United States Steel Corporation (US Steel) has reported first quarter 2025 adjusted net earnings per diluted share guidance of $0.53 to $0.49. Comparatively, the company reported fourth quarter 2024 adjusted net loss of $0.13 per diluted share. The company expects its adjusted EBITDA for the first quarter to be approximately $125 million.
In a press release, the company said the Flat-Rolled segment’s adjusted EBITDA is expected to be lower than the fourth quarter, primarily driven by typical seasonal logistics constraints in the mining sector, which will unwind in the second quarter. The company’s Mini Mill segment’s adjusted EBITDA is expected to be higher than the fourth quarter due to an increase in shipments. For the first quarter, the company expects approximately $50 million in ramp-related impact from Big River 2. US Steel’s tubular segment’s adjusted EBITDA is expected to be higher than the fourth quarter due to an increase in prime shipments and higher average selling prices.
“Adjusted EBITDA guidance of $125 million is in line with our prior first quarter outlook.
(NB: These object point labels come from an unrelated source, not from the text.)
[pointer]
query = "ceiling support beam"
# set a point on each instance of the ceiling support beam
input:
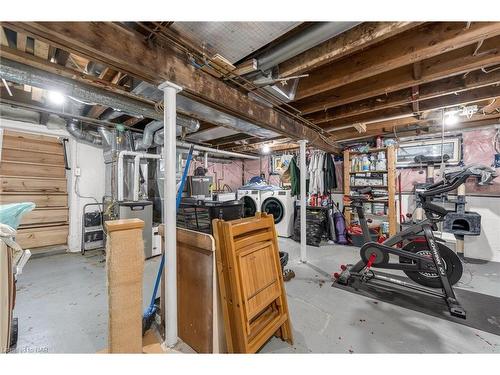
(349, 42)
(129, 52)
(452, 100)
(429, 90)
(423, 43)
(446, 65)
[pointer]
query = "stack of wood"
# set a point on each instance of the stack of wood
(254, 303)
(32, 169)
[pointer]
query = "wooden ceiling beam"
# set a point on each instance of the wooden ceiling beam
(446, 86)
(422, 43)
(348, 42)
(229, 139)
(129, 52)
(443, 102)
(446, 65)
The North American Flat-Rolled segment's commercial strategy, combined with a strong emphasis on operational efficiencies and cost management, continues to drive strength within the segment. Our Mini Mill segment should see a sequential improvement based on increasing volumes from both Big River Steel (BRS) and Big River 2 (BR2). In Europe, the pricing environment has slightly improved, however demand remains subdued. We continue to manage our production levels in line with our customers' demand and our planned maintenance schedules. The Tubular segment continues to face pressure from the lagged impacts of a weak pricing environment, however, we remain optimistic for pricing improvements moving forward,” said David B. Burritt, President and CEO of US Steel.